The next time the Loons host a singles night, they need more beads. Lots more, especially green ones.
Seven of us went to the game last night. The idea was to celebrate my sister’s upcoming 40th birthday, but she didn’t know where my other sister was taking her, that other people were coming or that it was singles night. Once the blindfold was off she caught on quickly.
By the time I got to the back gate, the red “taken” beads all were gone. I had planned to wear one string of each, but had to settle for a green “single” strand. Then Friend A showed up beadless, apparently through the front and beadless gate, and I sent her to the back. When Friend S showed up the same way, the three of us made the walk together to try to fix things.

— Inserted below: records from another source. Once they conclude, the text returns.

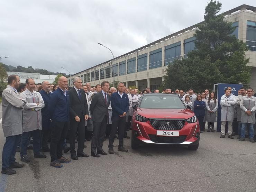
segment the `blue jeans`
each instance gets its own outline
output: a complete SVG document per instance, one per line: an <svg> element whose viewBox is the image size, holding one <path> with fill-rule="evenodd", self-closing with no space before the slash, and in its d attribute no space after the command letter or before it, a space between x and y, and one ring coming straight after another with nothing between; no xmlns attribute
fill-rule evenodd
<svg viewBox="0 0 256 192"><path fill-rule="evenodd" d="M20 141L20 157L27 155L27 146L30 134L33 134L33 150L34 155L38 154L40 151L40 135L41 130L36 129L34 131L24 132L22 133Z"/></svg>
<svg viewBox="0 0 256 192"><path fill-rule="evenodd" d="M21 137L20 135L6 137L2 155L2 168L9 167L10 164L15 162L16 148L20 142Z"/></svg>
<svg viewBox="0 0 256 192"><path fill-rule="evenodd" d="M241 121L237 121L237 132L238 134L238 135L241 136Z"/></svg>
<svg viewBox="0 0 256 192"><path fill-rule="evenodd" d="M247 127L248 127L249 131L249 138L252 139L254 135L254 124L249 123L241 123L242 124L241 137L242 138L245 138L245 132Z"/></svg>

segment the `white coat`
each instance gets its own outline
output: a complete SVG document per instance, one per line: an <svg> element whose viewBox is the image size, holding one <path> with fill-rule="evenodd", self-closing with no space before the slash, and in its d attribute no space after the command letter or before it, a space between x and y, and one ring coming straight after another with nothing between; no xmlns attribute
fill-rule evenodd
<svg viewBox="0 0 256 192"><path fill-rule="evenodd" d="M221 96L220 99L220 106L221 107L221 120L233 122L235 113L234 106L236 103L235 98L229 96L227 97L226 94Z"/></svg>

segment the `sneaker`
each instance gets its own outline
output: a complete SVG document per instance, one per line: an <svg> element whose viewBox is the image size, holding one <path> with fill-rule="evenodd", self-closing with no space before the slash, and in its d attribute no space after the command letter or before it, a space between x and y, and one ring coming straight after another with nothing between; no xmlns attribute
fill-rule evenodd
<svg viewBox="0 0 256 192"><path fill-rule="evenodd" d="M60 168L63 166L63 165L60 163L57 160L55 160L51 162L50 165L57 168Z"/></svg>
<svg viewBox="0 0 256 192"><path fill-rule="evenodd" d="M28 156L27 155L22 155L22 157L20 158L20 161L24 163L30 162L30 160L28 158Z"/></svg>
<svg viewBox="0 0 256 192"><path fill-rule="evenodd" d="M57 160L60 163L69 163L71 161L70 158L66 158L63 156L62 156L61 157Z"/></svg>
<svg viewBox="0 0 256 192"><path fill-rule="evenodd" d="M19 163L17 162L15 162L12 164L10 164L9 166L9 168L11 169L13 168L20 168L24 167L24 165L25 165L23 163Z"/></svg>
<svg viewBox="0 0 256 192"><path fill-rule="evenodd" d="M229 135L228 136L228 137L230 139L234 139L234 138L233 137L233 136L232 136L232 135Z"/></svg>
<svg viewBox="0 0 256 192"><path fill-rule="evenodd" d="M122 146L118 147L118 149L117 149L117 150L121 151L122 152L128 152L128 150L127 150L124 147L122 147Z"/></svg>
<svg viewBox="0 0 256 192"><path fill-rule="evenodd" d="M7 175L13 175L16 173L16 171L9 167L2 168L1 173L6 174Z"/></svg>
<svg viewBox="0 0 256 192"><path fill-rule="evenodd" d="M109 154L114 154L114 150L113 149L109 148L108 149L108 153Z"/></svg>
<svg viewBox="0 0 256 192"><path fill-rule="evenodd" d="M34 155L34 157L35 158L44 159L46 158L46 156L44 155L42 152L39 152L37 154Z"/></svg>

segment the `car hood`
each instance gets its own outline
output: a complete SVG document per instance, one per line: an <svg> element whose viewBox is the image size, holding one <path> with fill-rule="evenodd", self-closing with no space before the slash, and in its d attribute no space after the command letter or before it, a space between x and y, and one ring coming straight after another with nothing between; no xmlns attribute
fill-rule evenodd
<svg viewBox="0 0 256 192"><path fill-rule="evenodd" d="M159 119L185 119L194 116L194 112L190 109L137 109L137 113L146 118Z"/></svg>

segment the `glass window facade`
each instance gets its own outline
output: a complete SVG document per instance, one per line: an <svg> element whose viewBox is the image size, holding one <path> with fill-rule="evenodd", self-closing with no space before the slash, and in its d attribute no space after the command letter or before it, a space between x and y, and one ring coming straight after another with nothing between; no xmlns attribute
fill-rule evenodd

On the way I saw a reasonably cute guy who might pass muster and not being real smooth about these things grabbed him by the beads and said, “I have a sister.”
He seemed a little startled, so I repeated myself, still holding the beads. “I have a sister. She needs a buddy.”
“A buddy?”
I nodded. “A buddy. Someone to hang out with. A playmate.”
I was wondering whether that sounded too racy, but it didn’t matter because he hadn’t understood me.
“A primate?” he asked.
I laughed. Sure, a primate, I said, handing him her work phone number and my best recollection of where we were sitting. That’s what she gets for not offering any guidelines except “not too clean-cut.”
By the time we got to the gate, there were no more green beads. We saw many children wearing them, which was fine except we saw no real need there. Maybe they should have charged for them.
Where we did see need was at the speed dating. It was canceled for my sister’s age group because not enough men signed up. She has been to a couple of these events and said it’s a common problem. I propose that men not be told the true nature of the event, but instead be provided a pitcher of beer and a chance to win a TV or something if they stick around for an hour or so. This particular event was not speed dating, since people hardly ever seemed to move, but something more like eight-minute dating, which my sister said is great if you’re clicking and torture if you’re not.
There were some successes. On her own she introduced herself to someone, which didn’t lead to any number exchange but was a bold move nonetheless, and a far too young guy consented to take a picture of us three sisters, which we promptly e-mailed my father so he could replace the ancient one on his desk. We even placed a couple of bids in a silent bachelor auction, although when it got around $20 she backed out.
“He’s 22,” she said. “He’d be humoring me.”
“Maybe he has friends,” we pointed out.
OK, maybe four Loon employee bachelors hanging out at a Loons game with their four purchasers isn’t the ideal first date. But single and looking can be harsh, I was reminded last night. Have I mentioned lately how much I appreciate my husband?
I didn’t get to give away my last sticky note with my sister’s phone number on it, so I patted it onto her back as we were leaving. She wised up and twisted it off, so another opportunity lost, although probably not a prime one. Or is that primate?